Inoltre, la commissione ha fissato 18 criteri diagnostici per la diagnosi, basati su misure oggettive di patologia a livello individuale. Tra questi, emergono: dispnea, insufficienza cardiaca, dolore alle ginocchia o alle anche, alcune alterazioni osteoarticolari e altri segni causati da disfunzioni di altri organi (compresi reni, fegato, vie respiratorie, sistema nervoso, urinario, linfatico e riproduttivo).
Solo in presenza di uno o più di questi segni o sintomi l’obesità viene definita “obesità clinica”, cioè malattia cronica, progressiva e recidivante. In assenza di tali manifestazioni, la commissione propone la definizione di “obesità preclinica”, che può essere riferita a quegli individui che, pur in presenza di un’aumentata massa grassa, possono mantenere una normale funzione d’organo e un buono stato di salute globale per alcuni anni. Tuttavia, presentano un rischio elevato di sviluppare obesità clinica in futuro.

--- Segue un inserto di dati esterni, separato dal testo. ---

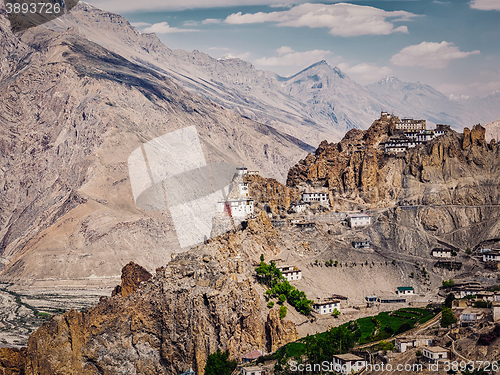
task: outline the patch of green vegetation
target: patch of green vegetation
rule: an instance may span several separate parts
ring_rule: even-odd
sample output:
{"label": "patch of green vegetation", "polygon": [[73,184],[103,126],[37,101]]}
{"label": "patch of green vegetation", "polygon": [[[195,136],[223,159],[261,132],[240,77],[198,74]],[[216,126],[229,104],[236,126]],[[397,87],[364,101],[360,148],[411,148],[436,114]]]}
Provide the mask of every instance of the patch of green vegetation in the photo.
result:
{"label": "patch of green vegetation", "polygon": [[281,295],[284,295],[286,301],[295,307],[298,312],[304,315],[311,313],[313,301],[307,299],[304,292],[290,285],[273,261],[270,264],[261,261],[255,272],[257,273],[259,282],[269,287],[266,291],[266,296],[279,298]]}

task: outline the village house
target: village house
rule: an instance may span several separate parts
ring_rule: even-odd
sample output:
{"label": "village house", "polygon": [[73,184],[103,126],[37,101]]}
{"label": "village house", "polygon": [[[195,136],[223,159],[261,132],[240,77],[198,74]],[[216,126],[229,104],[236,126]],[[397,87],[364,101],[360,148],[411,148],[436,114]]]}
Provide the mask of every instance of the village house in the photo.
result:
{"label": "village house", "polygon": [[406,352],[409,348],[419,348],[421,346],[431,346],[432,337],[414,336],[414,337],[396,337],[394,349],[399,353]]}
{"label": "village house", "polygon": [[495,301],[491,304],[491,315],[493,315],[494,322],[500,320],[500,302]]}
{"label": "village house", "polygon": [[281,274],[287,281],[302,279],[302,271],[295,266],[277,266]]}
{"label": "village house", "polygon": [[307,209],[307,206],[308,204],[304,202],[297,202],[290,207],[290,210],[297,214],[300,214],[301,212],[304,212]]}
{"label": "village house", "polygon": [[217,202],[215,210],[217,213],[226,213],[227,215],[244,219],[254,213],[254,200],[249,197],[248,184],[243,181],[243,176],[247,173],[245,167],[236,168],[236,174],[233,177],[233,188],[228,194],[227,199]]}
{"label": "village house", "polygon": [[266,375],[266,370],[259,366],[242,367],[241,375]]}
{"label": "village house", "polygon": [[338,299],[325,299],[313,304],[313,310],[321,315],[331,314],[335,309],[340,312],[340,300]]}
{"label": "village house", "polygon": [[371,217],[368,214],[349,214],[347,215],[347,222],[351,228],[362,227],[370,225]]}
{"label": "village house", "polygon": [[451,258],[453,251],[451,249],[432,249],[431,255],[435,258]]}
{"label": "village house", "polygon": [[500,262],[500,250],[492,249],[483,253],[483,262]]}
{"label": "village house", "polygon": [[242,363],[252,362],[257,358],[262,357],[264,354],[265,353],[262,350],[259,349],[252,350],[251,352],[248,352],[241,357],[241,362]]}
{"label": "village house", "polygon": [[305,203],[328,203],[328,193],[302,193],[302,200]]}
{"label": "village house", "polygon": [[412,118],[402,118],[399,121],[396,121],[395,128],[397,130],[409,130],[409,131],[418,131],[426,129],[426,120],[414,120]]}
{"label": "village house", "polygon": [[415,291],[413,290],[412,286],[398,286],[398,289],[396,291],[396,294],[398,296],[408,296],[408,295],[414,295]]}
{"label": "village house", "polygon": [[397,298],[397,297],[380,297],[378,299],[380,303],[405,303],[406,298]]}
{"label": "village house", "polygon": [[484,311],[477,308],[468,307],[460,313],[459,323],[461,327],[468,327],[476,324],[484,318]]}
{"label": "village house", "polygon": [[495,293],[482,290],[476,293],[476,298],[493,302],[495,300]]}
{"label": "village house", "polygon": [[370,247],[370,241],[353,241],[352,247],[355,249],[367,249]]}
{"label": "village house", "polygon": [[432,363],[436,363],[440,359],[448,359],[448,350],[440,346],[431,346],[429,348],[424,348],[422,353],[424,355],[424,358]]}
{"label": "village house", "polygon": [[344,375],[359,372],[366,367],[366,361],[363,358],[351,353],[334,355],[333,364],[335,372]]}

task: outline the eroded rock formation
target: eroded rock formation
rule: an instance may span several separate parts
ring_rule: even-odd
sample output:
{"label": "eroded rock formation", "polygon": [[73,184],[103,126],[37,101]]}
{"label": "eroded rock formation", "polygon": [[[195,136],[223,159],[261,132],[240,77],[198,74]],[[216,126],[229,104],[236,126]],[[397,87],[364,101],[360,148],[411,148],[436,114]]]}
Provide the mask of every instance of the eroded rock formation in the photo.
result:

COME INTERVENIRE ? UNA STRATEGIA SU MISURA
Questa nuova classificazione della diagnosi permette un approccio terapeutico più differenziato e personalizzato, che potrebbe comprendere un accesso tempestivo ai trattamenti per gli individui con “obesità clinica” e strategie di trattamento per la riduzione del rischio per le persone con “obesità preclinica”.
In entrambi i casi, le persone affette da entrambi i tipi di obesità devono essere considerate ammalate, anche se le prime hanno una malattia conclamata e le seconde una malattia al momento clinicamente non significativa o indolente, per le quali si può pensare di applicare una procedura già proposta e applicata per i portatori di carcinoma prostatico a basso grado di aggressività. La cosiddetta “sorveglianza attiva”, che prevede l’introduzione in un protocollo con un monitoraggio a scadenze prefissate del paziente e una terapia mirata al miglioramento degli stili di vita prima che la malattia diventi grave.
COME POSSIAMO FERMARE L’EPIDEMIA?
L’obesità è un fenomeno complesso, che non può essere ridotto a un semplice numero sulla bilancia. Richiede un approccio integrato, basato sulla valutazione individuale, per evitare che milioni di persone sviluppino complicazioni evitabili. Cosa possiamo fare, allora? Prevenzione, educazione alimentare nelle scuole sin dalla giovane età e attività fisica devono essere alla base. E qui entra in gioco la dieta mediterranea, riconosciuta come uno dei modelli alimentari più salutari al mondo. Ricca di frutta, verdura, cereali integrali, pesce e olio extravergine d’oliva, non solo aiuta a controllare il peso, ma protegge anche il cuore e il metabolismo.
Forse la chiave per contrastare l’obesità non è solo contare le calorie o salire spesso sulla bilancia, ma tornare a mangiare con equilibrio, gusto e consapevolezza.